The collateral tongue
There Patricia was, in her cream, floral couch, when upon her gate there was a knock. Lazily, she removed her full body to find out who was disturbing her joy, her soap opera.
It was her mischievous neighbour, Peggy. And the look on her face said she was up to no good.
So, slowly, Patricia walked to her gate, but Peggy could not wait. Mid-way, she asked in an alarming tone, loudly, "Yuh no know say Government have yuh business expose ponline?"
"Like wah so?" a startled Patricia asked.
"Like the cream floral settee that yuh use to borrow money wid!"
Patricia's jaws dropped with a thud on to her ample bosom.
That was over a week ago, but it wasn't only Patricia who was stunned by the news of the existence of an online government platform where collateral is registered and where its details could be accessed by all and sundry.
And that's how Peggy learned that Patricia had used everything in her house, including her breakfront with a piece of glass missing, and her cream, floral settee, as collateral for a small loan.
When the news got out, it was a very uneasy moment for many, not for me though. I, Oxy Moron, do not borrow. I only lend.
People were now entering the names of their enemies, detractors, supervisors, politicians, entertainers, the Pope, notorious gunmen, etc, but whom they all forgot to search were their cheating spouses.
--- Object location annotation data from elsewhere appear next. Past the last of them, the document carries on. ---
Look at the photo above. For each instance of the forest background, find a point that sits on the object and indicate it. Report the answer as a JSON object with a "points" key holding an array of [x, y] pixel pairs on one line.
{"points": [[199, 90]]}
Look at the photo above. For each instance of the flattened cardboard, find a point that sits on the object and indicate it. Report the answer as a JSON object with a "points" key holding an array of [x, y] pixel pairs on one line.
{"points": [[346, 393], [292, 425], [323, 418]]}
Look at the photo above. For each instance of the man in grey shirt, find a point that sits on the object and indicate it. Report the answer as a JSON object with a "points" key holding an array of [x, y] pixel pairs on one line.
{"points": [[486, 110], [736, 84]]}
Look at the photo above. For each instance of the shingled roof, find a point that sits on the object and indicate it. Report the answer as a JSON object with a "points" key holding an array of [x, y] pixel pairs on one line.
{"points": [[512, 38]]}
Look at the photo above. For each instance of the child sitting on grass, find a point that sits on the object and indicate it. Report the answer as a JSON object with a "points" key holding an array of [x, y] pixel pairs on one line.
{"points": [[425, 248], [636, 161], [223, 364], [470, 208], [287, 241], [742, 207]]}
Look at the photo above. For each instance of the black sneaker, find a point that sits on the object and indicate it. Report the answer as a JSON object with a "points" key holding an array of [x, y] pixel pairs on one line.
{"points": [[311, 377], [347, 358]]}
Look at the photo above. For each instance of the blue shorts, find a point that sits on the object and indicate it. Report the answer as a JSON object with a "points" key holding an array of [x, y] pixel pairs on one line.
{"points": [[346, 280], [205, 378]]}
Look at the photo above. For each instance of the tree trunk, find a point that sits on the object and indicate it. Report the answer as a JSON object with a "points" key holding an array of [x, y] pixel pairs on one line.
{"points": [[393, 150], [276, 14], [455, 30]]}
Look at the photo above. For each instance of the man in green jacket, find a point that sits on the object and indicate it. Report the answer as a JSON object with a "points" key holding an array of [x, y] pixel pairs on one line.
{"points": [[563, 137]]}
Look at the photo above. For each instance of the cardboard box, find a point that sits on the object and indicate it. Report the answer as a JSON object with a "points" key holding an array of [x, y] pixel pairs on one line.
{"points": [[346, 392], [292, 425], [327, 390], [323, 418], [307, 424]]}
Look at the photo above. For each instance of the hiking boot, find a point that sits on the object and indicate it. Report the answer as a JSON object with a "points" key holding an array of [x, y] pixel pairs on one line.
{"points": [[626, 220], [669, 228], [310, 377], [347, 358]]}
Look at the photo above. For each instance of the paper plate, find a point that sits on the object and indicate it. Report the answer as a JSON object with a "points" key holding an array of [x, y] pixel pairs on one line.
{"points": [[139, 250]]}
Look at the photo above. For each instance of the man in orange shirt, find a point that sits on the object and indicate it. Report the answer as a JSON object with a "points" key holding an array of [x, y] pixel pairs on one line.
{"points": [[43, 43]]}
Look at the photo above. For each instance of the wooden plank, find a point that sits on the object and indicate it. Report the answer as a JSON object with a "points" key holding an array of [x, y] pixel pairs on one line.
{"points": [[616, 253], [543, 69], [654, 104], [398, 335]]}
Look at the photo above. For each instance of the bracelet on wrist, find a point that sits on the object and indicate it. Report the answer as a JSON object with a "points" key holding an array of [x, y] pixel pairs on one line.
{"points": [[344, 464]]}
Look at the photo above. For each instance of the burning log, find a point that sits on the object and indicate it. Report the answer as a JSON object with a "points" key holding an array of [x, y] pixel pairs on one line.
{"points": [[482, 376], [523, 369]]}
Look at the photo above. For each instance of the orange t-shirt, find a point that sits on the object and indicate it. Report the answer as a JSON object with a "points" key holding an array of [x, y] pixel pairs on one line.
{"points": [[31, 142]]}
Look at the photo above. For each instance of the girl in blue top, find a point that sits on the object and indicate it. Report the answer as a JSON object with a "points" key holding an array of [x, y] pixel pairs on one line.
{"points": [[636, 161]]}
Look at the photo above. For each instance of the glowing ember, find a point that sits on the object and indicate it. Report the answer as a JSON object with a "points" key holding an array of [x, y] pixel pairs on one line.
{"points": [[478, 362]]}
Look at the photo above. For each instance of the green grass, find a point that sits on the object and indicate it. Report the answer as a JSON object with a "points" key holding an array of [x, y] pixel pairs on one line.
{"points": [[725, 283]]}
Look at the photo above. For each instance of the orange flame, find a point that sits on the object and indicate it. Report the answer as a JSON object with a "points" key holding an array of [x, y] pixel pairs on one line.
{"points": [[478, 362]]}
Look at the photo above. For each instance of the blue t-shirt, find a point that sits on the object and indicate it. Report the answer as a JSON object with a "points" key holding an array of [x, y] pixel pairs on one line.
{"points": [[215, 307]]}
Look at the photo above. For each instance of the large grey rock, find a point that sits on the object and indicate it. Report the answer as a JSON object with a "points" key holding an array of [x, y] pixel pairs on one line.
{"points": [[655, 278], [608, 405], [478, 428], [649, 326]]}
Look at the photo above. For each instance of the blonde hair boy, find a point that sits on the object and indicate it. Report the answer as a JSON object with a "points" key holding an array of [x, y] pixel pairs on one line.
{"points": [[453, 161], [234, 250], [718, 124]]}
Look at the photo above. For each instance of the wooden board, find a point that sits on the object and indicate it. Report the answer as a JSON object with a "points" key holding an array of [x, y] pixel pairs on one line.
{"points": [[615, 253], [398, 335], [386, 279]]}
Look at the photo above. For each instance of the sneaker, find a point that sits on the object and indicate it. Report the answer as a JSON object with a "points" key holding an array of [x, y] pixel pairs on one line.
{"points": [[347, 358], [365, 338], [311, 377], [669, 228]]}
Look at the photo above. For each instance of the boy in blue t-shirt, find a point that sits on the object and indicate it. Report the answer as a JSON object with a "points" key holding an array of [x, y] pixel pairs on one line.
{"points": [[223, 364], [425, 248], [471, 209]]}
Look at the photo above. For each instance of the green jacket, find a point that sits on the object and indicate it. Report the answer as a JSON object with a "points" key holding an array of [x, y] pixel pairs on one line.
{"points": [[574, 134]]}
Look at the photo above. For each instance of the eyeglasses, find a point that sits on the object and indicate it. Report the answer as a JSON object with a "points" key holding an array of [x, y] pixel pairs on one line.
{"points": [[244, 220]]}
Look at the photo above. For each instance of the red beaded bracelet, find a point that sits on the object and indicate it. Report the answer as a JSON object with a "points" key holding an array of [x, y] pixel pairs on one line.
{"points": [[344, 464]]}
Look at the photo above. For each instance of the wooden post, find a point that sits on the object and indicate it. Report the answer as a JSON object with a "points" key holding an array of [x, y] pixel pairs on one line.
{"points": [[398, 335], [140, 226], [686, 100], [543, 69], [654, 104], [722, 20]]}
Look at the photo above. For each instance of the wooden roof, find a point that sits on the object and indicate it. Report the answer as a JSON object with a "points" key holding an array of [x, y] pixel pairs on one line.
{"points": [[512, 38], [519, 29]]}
I, Oxy Moron, not a lover of people's business, was livid that such a platform existed, but the more the searches continued, the more my interest was piqued. So, I slowly removed myself from the excitement and went to do my own research.
There is this ageing, pot-belly man, who couldn't get enough of the details of people's loans. So I decided to research him. And there his name was on my laptop screen, but when I saw his collateral, my eyes fell from their socket on to the keyboard.
When they were back in, I looked long and hard at the word tongue. He had used his tongue as collateral! Then, my heart stood still for a second when I read the description of his tongue: "pointed, pinkish white from overuse, very long, rough and scaly like a crocodile's skin, of great sensual value, in great demand, covered by insurance".
So I called him discreetly, and showed him his business. He exclaimed, "But that was long ago!"
"As long as your tongue," I joked. He was mad. Then he called a certain newspaper, which ran with the story the following day. And in less than 24 hours access to his and other people's business was denied.
But, I, Oxy Moron, do not believe that is the end of the story. That scaly-scaly, pointed tongue might just be at the centre of a legal battle. For many reasons Mr Nosy Parker cannot live without it.